The problem is, what your friends were doing before was incompetent investing. I spent a winter day-trading. I broke even, but in that time the S&P 500 gained 8%. So I left 8% on the table (vs just buying an S&P index fund). Daytrading is too quick to benefit from market strength, so it's a zero sum game. When a pro acting on inside information gains in day-trading, someone must lose -- that's you, the novice. That's the trouble - there's only one market, so you're at the same table with the sharpest pros in the world.

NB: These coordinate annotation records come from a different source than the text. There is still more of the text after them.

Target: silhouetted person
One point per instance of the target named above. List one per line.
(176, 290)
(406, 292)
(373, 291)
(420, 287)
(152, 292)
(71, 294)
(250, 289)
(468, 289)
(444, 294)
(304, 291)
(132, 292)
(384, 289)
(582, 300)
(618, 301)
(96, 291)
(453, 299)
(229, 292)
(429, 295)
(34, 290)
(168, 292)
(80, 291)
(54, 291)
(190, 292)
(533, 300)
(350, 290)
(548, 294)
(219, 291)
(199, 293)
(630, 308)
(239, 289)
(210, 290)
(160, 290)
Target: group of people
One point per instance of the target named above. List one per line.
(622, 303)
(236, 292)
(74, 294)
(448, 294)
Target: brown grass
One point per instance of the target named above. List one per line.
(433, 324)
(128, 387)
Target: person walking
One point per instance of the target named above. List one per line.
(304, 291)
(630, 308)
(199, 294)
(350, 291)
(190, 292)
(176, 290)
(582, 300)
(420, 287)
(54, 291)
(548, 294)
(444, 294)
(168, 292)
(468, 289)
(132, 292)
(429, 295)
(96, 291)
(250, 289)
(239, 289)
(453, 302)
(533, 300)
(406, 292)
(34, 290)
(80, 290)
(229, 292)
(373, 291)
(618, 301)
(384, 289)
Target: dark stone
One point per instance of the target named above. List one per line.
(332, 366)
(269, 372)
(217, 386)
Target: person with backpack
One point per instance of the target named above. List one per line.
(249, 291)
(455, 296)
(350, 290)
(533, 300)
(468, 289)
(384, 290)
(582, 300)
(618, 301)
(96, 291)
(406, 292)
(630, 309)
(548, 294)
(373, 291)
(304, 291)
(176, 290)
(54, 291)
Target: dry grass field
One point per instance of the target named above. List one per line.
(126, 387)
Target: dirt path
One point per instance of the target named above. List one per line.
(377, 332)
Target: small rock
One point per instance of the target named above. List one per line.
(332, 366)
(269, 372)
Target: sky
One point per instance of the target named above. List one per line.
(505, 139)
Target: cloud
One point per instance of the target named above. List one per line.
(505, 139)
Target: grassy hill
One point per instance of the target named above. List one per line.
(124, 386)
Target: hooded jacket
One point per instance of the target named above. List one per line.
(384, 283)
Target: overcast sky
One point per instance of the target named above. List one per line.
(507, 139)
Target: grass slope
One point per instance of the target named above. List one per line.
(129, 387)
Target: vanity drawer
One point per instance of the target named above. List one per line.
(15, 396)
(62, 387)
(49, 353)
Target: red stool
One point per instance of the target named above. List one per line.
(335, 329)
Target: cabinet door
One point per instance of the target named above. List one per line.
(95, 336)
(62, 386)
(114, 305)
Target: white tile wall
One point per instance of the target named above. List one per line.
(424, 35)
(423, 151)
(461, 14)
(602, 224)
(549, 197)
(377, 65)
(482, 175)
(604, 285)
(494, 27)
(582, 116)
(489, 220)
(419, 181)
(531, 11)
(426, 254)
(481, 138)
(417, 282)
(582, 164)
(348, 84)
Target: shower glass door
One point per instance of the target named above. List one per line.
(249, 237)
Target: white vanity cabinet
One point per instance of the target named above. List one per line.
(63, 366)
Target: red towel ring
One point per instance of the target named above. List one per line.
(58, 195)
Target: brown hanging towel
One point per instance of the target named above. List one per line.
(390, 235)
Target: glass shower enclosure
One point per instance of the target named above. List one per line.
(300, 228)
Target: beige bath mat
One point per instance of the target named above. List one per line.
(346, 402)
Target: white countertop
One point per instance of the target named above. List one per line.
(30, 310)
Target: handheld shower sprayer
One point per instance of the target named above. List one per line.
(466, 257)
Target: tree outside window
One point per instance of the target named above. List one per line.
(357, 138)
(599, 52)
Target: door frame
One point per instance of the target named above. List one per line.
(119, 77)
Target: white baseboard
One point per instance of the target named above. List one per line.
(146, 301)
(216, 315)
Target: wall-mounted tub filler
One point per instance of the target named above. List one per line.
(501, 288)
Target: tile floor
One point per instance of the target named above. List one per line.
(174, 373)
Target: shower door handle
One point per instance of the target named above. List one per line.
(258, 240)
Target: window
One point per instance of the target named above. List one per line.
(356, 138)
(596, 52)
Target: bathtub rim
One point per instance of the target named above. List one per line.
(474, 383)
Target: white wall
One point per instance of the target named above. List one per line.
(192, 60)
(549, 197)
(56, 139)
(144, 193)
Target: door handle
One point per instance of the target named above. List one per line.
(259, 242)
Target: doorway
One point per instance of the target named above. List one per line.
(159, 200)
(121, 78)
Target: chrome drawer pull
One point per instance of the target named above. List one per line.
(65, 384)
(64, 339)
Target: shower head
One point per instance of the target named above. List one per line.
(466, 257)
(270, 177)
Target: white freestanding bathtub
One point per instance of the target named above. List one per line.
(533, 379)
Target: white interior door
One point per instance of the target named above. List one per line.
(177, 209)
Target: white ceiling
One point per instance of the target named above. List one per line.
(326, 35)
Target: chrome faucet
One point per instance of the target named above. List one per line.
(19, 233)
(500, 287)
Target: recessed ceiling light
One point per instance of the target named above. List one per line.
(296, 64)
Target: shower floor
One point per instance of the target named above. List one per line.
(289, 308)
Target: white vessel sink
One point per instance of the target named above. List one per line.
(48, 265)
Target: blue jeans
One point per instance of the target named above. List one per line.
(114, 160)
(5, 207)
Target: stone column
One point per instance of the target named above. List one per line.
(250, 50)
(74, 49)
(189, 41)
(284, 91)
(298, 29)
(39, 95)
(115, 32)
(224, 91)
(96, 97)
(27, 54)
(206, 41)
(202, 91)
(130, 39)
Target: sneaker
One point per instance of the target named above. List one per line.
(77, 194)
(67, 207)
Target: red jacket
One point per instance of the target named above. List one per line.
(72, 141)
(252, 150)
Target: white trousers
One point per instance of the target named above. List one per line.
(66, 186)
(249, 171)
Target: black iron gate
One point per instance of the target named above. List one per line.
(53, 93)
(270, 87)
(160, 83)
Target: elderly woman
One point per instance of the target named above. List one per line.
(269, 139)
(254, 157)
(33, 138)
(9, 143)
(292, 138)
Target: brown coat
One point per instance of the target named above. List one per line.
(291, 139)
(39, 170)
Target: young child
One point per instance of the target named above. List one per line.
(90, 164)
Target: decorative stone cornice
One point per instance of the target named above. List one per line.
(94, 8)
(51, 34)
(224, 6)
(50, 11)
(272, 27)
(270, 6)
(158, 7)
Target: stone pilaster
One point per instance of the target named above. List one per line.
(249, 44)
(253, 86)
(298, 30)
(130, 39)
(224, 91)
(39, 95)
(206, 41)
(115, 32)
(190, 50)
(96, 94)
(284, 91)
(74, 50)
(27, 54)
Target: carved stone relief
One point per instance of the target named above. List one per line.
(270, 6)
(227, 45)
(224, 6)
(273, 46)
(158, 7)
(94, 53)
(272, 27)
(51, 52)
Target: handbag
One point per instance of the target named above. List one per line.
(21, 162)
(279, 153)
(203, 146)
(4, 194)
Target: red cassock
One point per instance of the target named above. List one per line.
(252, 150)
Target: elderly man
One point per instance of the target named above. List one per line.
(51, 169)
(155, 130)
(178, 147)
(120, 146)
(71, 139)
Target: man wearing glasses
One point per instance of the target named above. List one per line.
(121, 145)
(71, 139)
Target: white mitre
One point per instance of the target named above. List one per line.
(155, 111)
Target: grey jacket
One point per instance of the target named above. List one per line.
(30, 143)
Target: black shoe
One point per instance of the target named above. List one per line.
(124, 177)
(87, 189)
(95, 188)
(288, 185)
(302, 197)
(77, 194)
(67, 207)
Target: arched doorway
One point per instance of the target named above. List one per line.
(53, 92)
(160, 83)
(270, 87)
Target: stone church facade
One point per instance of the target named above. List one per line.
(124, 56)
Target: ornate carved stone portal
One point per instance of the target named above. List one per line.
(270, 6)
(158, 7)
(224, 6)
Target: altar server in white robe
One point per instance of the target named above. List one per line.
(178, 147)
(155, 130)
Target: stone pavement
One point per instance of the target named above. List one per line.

Whereas when you invest long-term, in highly diversified investments (i.e. The whole market via mutual finds like VTI), now you are letting the inherent strength of the economy do your earning for you. This is the secret to endowments. Of course you must still have a pair of these, because volatility is a real thing - markets go up and down, as you well know... And you need the nerve to not panic when downturns happen. The golden rule is

Buy low, sell high

Not "panic at the first scary report on the news". Remember, a downturn means Wall Street is having a BOGO sale. Buy low!

But if your friends can gain some proper skills and regain their confidence in investing, they can collect their capital gains in a few years.

  • This is a great answer and I didnt know about the carry over rule. Thanks for the indepth answer!!!
    – Ms Jackson
    Feb 14 '20 at 15:00

You can only offset $3,000 of ordinary income with capital losses for the year (unless you're a full-time trader). The accountant's advice is that they should shift money to a brokerage account to generate capital gains which can be offset entirely by the carried over losses.

As Dave points out, it is good tax advice, but might not be practical in their situation since they have low income and getting into trading might not be wise for someone that just squandered a huge sum of money.

If they keep the irresponsible party out of it and have funds available to invest, then they should invest (not day-trade) to not waste the losses.

  • Can't agree.. Competent investing works; endowments rely on this entirely. Investing like an endowment is always sensible in the long term. If that wasn't true, endowments wouldn't work. They definitely do work. Feb 13 '20 at 20:06
  • @Harper-ReinstateMonica The point in this case is that the individual seems incapable of competent investing (blew 316k in 6 weeks of trading) and they don't seem to have excess to invest due to low income. But I agree that if they could invest responsibly they should do so, edited to clarify that.
    – Hart CO
    Feb 13 '20 at 20:34
  • Well done: plus one! ------ Okay, that's my new catch phrase! Feb 13 '20 at 20:36

The annual capital loss deduction is $3,000. In order to utilize a larger loss you must:

  • Harvest capital gains that can then be offset

  • Be a full time trader (in size and volume) who has been granted Trader Tax Status by the IRS (hardly the type of person that would be looking to Dave R for advice).


The capital loss can be carried-over as many years as the investor lives. So the capital loss is an asset. But the capital loss only offsets $3000 per year in income but will offset any amount of capital gains up to the amount of the capital loss.

Now say that the investor, who has a carryover capital loss, is making 1.5% annually in three-month Treasury Bills which is riskless income. What they need instead is 1.5% in riskless capital gains.

For one example, buy a gold position, hedge the gold with a year-ending sell-side futures contract, close out the gold position and the futures position at the end of the year, and the net result is a capital gain in the amount of the contango in the futures contract.